GOVERNANCE FRAMEWORK

The main functions of our governance framework are listed below, along with an overview of their responsibilities.
Nomination Committee
Reviews the structure and composition of the Board and leads the process for the identification and selection of new directors. Further details on the activities of the Nomination Committee are provided in the Nomination Committee Report on page 41 of the 2011 Annual Report & Financial Statements.
Internal Audit
Facilitates the identification of risks and carries out reviews and testing of the controls that are in place to mitigate the risks. Further details of the work of Internal Audit are provided in the Audit Committee Report on pages 42 and 43 of the 2011 Annual Report & Financial Statements.
Remuneration Committee
Determines and agrees with the Board the policy for the remuneration of the Chairman, Executive Directors, Company Secretary and selected senior managers of the Group. Further details on the Group’s remuneration policy are provided in the Remuneration Report on pages 49 and 50 of the 2011 Annual Report & Financial Statements.
Management Board
Chaired by the Chief Executive, this body is responsible for overseeing operations in the Group’s regions and the Group functional areas.
Audit Committee
Ensures that the Company applies consistent financial reporting and internal control procedures and maintains an appropriate relationship with the Company’s Auditor.

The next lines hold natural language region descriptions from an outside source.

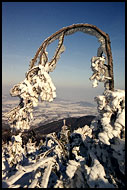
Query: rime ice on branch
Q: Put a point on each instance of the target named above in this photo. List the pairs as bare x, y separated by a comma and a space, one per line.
38, 83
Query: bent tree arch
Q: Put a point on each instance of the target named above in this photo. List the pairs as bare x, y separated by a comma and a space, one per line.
38, 83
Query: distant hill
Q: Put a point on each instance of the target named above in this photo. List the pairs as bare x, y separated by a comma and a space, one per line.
85, 104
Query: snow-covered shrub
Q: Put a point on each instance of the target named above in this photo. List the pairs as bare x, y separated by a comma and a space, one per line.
88, 157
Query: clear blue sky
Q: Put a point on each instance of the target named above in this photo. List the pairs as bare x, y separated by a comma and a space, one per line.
25, 25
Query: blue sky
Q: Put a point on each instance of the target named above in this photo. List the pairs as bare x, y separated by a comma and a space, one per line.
25, 25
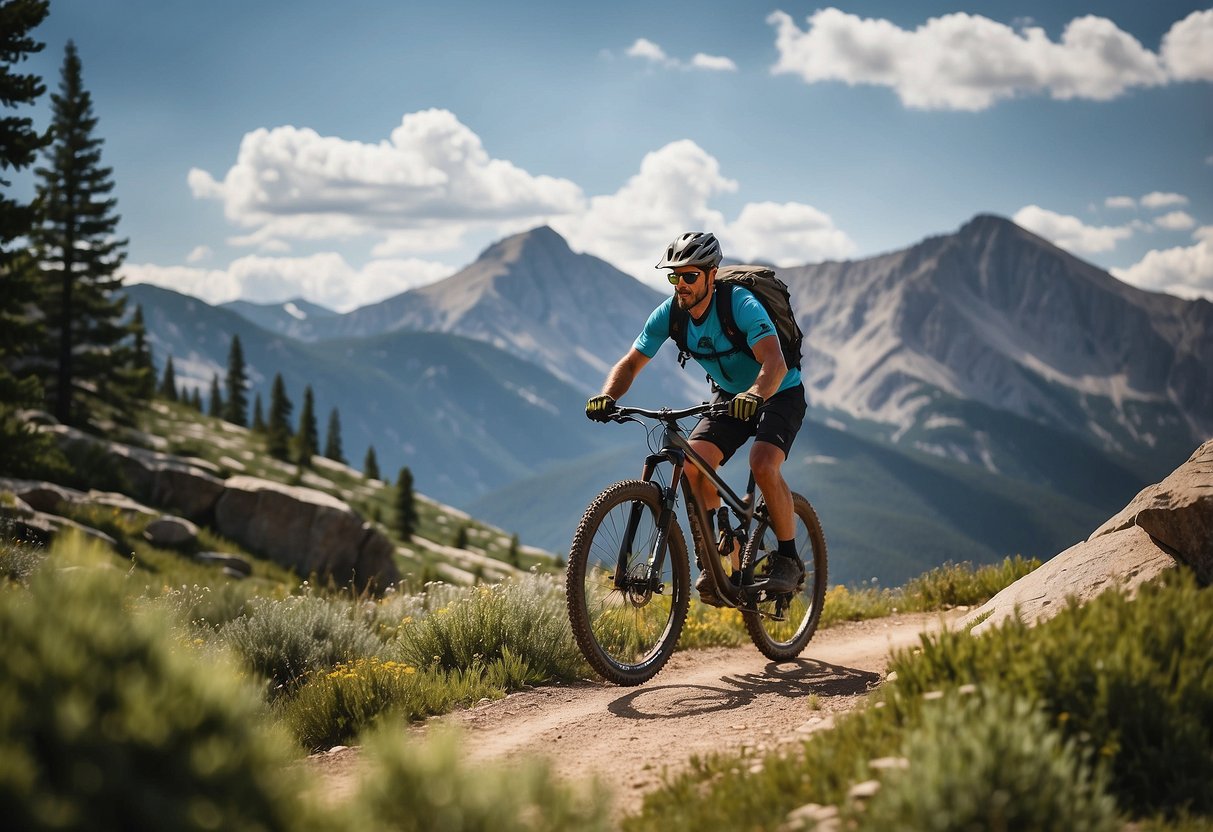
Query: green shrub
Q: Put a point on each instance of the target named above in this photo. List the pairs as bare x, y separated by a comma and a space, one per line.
335, 706
426, 786
286, 639
479, 624
107, 722
961, 585
1132, 678
992, 763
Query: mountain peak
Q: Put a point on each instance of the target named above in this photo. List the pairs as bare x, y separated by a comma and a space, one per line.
541, 238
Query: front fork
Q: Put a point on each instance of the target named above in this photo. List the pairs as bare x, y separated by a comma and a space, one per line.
656, 559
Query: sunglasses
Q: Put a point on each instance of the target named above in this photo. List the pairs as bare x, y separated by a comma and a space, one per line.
688, 278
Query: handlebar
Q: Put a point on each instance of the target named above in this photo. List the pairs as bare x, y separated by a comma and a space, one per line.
667, 415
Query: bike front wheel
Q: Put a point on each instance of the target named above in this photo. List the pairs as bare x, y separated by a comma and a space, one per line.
626, 615
781, 627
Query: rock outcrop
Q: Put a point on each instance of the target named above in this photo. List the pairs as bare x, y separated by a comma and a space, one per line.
305, 529
1177, 512
301, 528
1168, 523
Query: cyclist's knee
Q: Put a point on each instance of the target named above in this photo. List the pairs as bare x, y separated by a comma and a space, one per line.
766, 461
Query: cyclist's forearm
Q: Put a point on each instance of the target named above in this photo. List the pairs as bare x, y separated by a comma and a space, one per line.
621, 376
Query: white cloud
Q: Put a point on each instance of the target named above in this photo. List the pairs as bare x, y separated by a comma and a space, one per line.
1185, 272
968, 62
294, 183
1188, 47
789, 234
1176, 221
713, 62
671, 194
1157, 199
647, 50
325, 278
1071, 233
199, 254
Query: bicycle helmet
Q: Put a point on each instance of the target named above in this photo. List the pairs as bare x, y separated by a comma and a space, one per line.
693, 249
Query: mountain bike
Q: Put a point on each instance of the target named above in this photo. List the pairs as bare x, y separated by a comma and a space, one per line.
628, 575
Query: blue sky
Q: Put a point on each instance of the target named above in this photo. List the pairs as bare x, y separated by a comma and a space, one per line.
346, 152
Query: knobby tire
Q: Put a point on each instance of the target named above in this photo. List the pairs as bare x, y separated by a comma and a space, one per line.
625, 638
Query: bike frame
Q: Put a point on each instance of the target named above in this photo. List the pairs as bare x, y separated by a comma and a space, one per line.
676, 450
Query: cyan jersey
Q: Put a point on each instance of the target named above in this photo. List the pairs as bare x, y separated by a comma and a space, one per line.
732, 374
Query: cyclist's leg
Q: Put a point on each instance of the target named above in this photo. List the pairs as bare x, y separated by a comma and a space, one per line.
766, 461
779, 421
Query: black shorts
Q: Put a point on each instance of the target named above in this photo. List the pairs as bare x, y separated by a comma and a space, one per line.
778, 422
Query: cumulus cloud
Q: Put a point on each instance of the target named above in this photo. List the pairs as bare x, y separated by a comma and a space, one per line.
1188, 47
647, 50
199, 254
968, 62
1185, 271
294, 183
671, 194
713, 62
1176, 221
1071, 233
324, 278
1157, 199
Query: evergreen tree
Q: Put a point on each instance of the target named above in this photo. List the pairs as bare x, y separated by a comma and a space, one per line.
405, 505
258, 420
235, 409
278, 427
143, 362
332, 438
307, 439
216, 408
169, 383
86, 359
20, 143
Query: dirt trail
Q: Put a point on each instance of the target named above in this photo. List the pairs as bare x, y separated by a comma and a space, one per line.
704, 700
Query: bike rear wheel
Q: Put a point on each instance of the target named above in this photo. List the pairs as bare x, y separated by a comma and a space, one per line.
784, 639
626, 620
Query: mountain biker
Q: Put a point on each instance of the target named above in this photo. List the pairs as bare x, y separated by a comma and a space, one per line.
766, 398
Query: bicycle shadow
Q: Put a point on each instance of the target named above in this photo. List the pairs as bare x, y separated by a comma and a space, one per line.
797, 678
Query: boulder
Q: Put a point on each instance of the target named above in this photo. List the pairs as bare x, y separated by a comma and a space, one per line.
305, 529
1122, 559
1177, 512
171, 533
187, 485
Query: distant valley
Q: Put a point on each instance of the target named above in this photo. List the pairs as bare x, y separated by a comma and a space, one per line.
978, 394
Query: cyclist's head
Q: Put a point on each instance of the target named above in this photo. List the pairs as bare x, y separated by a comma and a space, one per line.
699, 249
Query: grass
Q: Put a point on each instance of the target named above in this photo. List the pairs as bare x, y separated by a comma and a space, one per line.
1116, 696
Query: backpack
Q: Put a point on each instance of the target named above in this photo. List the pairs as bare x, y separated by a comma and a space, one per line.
770, 291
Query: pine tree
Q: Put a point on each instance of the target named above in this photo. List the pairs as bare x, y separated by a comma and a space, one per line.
216, 406
169, 383
20, 330
405, 505
143, 363
258, 420
332, 438
86, 359
235, 409
307, 439
278, 428
370, 465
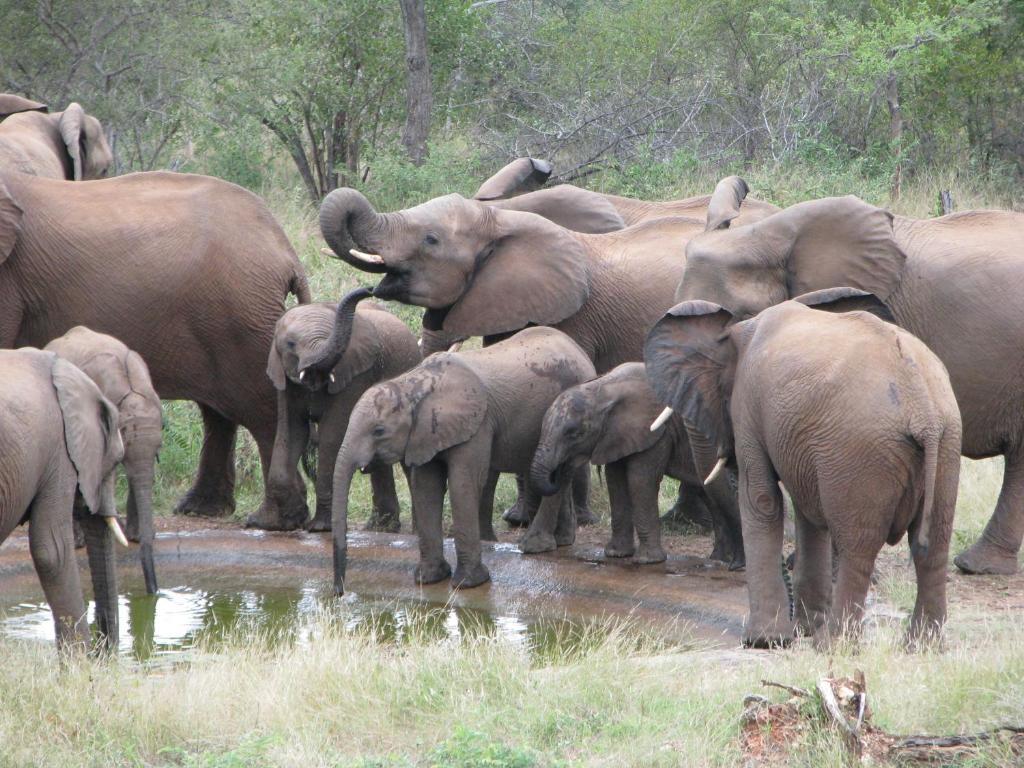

Further details on the activities of the Audit Committee are provided in the Audit Committee Report on pages 42 and 43 of the 2011 Annual Report & Financial Statements.
Group Functions
These specific administrative functions are controlled centrally at Group level and report to the Board via various members of the Management Board. For example, Finance, Investor Relations, Insurance, Tax and Treasury report through the Group Finance Director, and Compliance and Environmental, Health and Safety report through the Company Secretary. Procedures are clearly defined to ensure that the activities of these functions reduce the risk profile of the organisation.
Company Secretary
Ensures good information flows for the Board and its committees and between senior management and non-executive directors. Facilitates the induction of new directors and assists with professional development as required. Ensures Board procedures are complied with and that applicable rules and regulations are followed. The Company Secretary is available to all directors to provide advice and assistance, and is responsible for providing governance advice to the Board.
Group Policies
The Board is responsible for ensuring that adequate policies and procedures are in place. These are reviewed and amended as required to ensure that they remain in line with legislation and regulations and are sufficiently robust to ensure appropriate internal controls are maintained, whilst also providing a suitable framework for the businesses and Group functions within which to operate.